Recombinant human erythropoietin (rEPO) biosimilars are copies of epoetin drugs developed after the first patents ended. However differences in the process of production can result in small structural differences when compared to the reference product. Differences in N-glycosylation profiles are of particular importance for rEPOs, because they can drastically impact the half-life in circulation and activity. Changes of structure can also impact electrophoretic profiles that are used to reveal the presence of a rEPO in a doping control sample. In this study three not well characterized biosimilars were evaluated (Jimaixin™ authorized in China, and Hemax® and Epotin™ authorized in Algeria). As these products could be used for doping, first their EPO profiles were determined using the antidoping methods (electrophoretic separation by the charge (isolectric focusing, IEF-PAGE) or the molecular weight (SDS-PAGE) and specific EPO immunodetection). Compared to the original epoetin alfa Eprex®, it revealed more basic isoforms for Epotin™ and Jimaixin™ after IEF-PAGE and a slightly lower molecular weight after SDS-PAGE in particular for Hemax®. To better understand the reason for these differences, EPO specific N-glycans were evaluated using two complementary approaches: MALDI-TOF mass spectrometry (MS) and hydrophilic interaction liquid chromatography (HILIC) with fluorescence detection. All three biosimilars presented a significant decrease in the major glycan forms of Eprex® along with an increase in less complex forms. Jimaixin™ and Epotin™ presented also a lower amount of fully sialylated forms. HILIC method also showed that O-acetylation level of sialic acid residues might vary from one rEPO to the other.

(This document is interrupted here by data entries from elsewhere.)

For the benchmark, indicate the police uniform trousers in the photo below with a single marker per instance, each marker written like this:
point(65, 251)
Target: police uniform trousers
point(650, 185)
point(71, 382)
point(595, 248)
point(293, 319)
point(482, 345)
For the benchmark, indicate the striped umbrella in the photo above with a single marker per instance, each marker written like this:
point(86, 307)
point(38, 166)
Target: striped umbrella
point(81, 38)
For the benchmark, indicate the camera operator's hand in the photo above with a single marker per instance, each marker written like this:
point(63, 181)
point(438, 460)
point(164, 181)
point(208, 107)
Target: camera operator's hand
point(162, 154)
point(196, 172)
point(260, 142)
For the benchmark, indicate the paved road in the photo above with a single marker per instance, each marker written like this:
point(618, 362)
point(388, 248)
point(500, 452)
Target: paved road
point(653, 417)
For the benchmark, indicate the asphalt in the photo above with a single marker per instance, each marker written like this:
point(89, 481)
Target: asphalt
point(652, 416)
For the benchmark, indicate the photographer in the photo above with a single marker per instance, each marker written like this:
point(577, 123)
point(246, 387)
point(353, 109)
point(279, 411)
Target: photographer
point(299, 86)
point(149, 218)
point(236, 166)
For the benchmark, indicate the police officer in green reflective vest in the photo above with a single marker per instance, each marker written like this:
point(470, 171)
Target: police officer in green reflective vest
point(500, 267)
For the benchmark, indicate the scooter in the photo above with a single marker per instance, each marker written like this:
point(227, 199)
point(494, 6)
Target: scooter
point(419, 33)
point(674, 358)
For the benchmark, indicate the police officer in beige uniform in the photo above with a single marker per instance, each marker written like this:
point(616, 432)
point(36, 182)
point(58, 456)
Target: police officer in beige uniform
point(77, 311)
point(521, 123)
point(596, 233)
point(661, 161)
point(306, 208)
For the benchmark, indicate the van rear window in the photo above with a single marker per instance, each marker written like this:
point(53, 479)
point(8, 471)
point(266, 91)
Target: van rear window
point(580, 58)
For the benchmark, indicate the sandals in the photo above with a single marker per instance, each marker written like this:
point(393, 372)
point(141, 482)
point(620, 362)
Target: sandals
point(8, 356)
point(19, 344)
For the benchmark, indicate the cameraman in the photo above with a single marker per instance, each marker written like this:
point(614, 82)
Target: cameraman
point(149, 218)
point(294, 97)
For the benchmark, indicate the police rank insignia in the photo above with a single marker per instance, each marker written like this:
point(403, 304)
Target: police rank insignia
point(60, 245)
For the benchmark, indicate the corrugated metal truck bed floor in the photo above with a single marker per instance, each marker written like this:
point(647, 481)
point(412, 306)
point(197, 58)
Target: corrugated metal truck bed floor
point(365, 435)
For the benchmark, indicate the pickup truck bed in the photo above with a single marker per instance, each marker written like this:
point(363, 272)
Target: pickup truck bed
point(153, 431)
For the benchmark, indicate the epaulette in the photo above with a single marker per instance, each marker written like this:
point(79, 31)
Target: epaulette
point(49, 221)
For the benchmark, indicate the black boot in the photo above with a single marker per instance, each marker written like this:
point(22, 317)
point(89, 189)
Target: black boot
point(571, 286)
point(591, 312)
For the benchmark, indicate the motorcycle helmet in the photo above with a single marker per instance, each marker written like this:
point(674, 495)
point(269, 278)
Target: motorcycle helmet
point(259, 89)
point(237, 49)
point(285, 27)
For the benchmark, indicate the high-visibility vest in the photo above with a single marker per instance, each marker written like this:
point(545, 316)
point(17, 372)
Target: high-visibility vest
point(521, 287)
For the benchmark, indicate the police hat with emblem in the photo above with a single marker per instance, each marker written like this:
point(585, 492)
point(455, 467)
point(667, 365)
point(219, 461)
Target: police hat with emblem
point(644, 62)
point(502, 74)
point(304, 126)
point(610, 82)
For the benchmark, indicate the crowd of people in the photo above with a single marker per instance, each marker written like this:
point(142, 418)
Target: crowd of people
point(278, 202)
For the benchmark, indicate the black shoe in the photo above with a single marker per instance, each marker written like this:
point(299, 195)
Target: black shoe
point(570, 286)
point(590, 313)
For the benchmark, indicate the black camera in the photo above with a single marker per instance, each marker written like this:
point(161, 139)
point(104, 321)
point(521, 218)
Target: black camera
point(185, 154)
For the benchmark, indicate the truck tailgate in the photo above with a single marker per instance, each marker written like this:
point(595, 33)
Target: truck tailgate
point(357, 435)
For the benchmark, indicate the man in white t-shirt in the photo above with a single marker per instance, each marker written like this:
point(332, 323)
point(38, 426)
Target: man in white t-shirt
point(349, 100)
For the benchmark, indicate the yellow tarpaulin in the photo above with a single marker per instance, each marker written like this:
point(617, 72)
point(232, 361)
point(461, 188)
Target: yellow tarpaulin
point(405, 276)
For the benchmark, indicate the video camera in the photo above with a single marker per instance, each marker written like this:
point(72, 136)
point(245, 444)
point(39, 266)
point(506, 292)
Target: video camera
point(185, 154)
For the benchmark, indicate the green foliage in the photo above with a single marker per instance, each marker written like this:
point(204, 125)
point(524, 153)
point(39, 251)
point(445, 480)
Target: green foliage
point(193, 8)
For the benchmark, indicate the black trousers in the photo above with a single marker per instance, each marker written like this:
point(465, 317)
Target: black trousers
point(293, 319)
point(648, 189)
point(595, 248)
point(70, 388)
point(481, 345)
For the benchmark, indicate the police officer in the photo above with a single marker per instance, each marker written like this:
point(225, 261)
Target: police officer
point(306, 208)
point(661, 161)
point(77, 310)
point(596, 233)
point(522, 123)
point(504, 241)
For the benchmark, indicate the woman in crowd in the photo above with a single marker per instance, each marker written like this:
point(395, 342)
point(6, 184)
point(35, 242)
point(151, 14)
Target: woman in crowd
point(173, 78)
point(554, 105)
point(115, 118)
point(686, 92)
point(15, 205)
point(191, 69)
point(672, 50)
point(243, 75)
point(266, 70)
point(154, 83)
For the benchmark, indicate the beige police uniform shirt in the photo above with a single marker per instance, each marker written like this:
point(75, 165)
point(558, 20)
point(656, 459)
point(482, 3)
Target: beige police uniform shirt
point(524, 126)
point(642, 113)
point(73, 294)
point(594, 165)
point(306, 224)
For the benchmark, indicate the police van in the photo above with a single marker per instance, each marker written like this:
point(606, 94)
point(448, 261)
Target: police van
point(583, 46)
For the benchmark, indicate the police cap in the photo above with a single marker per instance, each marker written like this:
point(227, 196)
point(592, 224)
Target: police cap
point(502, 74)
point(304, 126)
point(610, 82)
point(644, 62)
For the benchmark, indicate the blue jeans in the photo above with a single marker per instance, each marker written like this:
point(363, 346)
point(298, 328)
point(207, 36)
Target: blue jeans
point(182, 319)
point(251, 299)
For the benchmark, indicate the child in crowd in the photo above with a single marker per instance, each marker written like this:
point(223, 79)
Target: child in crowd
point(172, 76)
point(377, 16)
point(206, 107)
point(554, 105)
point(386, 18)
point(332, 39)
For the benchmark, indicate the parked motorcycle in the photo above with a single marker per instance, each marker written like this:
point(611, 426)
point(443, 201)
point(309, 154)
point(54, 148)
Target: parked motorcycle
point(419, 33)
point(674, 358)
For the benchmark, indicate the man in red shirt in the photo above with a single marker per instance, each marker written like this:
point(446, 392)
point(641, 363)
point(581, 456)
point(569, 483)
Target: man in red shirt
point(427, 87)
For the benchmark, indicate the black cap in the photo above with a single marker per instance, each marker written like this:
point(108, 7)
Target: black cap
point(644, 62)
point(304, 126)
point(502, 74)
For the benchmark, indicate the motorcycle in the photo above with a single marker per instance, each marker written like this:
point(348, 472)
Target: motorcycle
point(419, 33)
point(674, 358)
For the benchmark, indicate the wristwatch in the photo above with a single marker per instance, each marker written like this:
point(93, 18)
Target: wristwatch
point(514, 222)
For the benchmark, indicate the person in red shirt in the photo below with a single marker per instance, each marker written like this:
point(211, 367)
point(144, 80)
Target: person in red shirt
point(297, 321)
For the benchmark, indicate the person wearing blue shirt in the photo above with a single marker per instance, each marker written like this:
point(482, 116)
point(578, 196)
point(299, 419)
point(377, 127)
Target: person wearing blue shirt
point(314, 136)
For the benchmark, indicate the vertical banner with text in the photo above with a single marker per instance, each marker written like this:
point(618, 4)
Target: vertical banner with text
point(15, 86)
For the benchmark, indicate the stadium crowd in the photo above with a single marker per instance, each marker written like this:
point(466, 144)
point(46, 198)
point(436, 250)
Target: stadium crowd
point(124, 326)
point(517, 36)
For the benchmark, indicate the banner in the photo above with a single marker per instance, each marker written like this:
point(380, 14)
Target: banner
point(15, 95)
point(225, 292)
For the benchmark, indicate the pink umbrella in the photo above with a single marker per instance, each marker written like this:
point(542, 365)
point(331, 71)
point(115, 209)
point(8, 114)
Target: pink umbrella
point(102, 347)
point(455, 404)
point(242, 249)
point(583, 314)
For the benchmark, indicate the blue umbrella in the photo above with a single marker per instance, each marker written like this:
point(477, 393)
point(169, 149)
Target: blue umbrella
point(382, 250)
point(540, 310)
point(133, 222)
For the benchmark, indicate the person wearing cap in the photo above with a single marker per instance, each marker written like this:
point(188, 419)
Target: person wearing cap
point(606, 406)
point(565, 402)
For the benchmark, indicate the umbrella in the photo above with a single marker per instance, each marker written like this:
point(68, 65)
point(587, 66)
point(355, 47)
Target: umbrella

Detection of a nonerythropoietic erythropoietin, Neuro-EPO, in blood after intranasal administration in rat.

Nonerythropoietic erythropoietins (EPOs) are investigated for their high antioxidant properties. A new drug candidate under clinical investigation to treat brain diseases is Neuro-EPO, produced by selecting EPO isoforms with low sialic acid content. Intranasal administration allows to bypass the blood-brain barrier to get a fast and concentrated delivery to the brain. The aims of this project were to characterize Neuro-EPO with anti-doping methods used to detect conventional recombinant EPOs (isoelectric focusing [IEF] and sodium dodecyl sulfate-polyacrylamide gel electrophoresis [SDS-PAGE]) and to evaluate the window of detection of Neuro-EPO in brain and blood (plasma) after a single intranasal administration in rats. Neuro-EPO drug analyzed by IEF-PAGE presented a very basic profile completely detected only when using a 2-8 or 2-10 pH gradient instead of the conventional 2-6 pH gradient. Its profile consisted in six main bands that did not interfere with endogenous EPO profile from human or rat. After SDS-PAGE, a broad band was detected for Neuro-EPO in the same area as endogenous EPO, making Neuro-EPO identification very difficult by this approach. Therefore, IEF was the method for identification chosen after administration in rats. Neuro-EPO was clearly identified in blood 2 and 6 h after the delivery. Fainter signals were obtained between 12 and 48 h, but some characteristic very basic bands remained detectable. Surprisingly, brain extracts did not show the presence of Neuro-EPO even 2 h after administration, indicating a fast degradation or elimination from the brain to the bloodstream. This experiment indicated that detection of Neuro-EPO after intranasal delivery should be possible for a few days.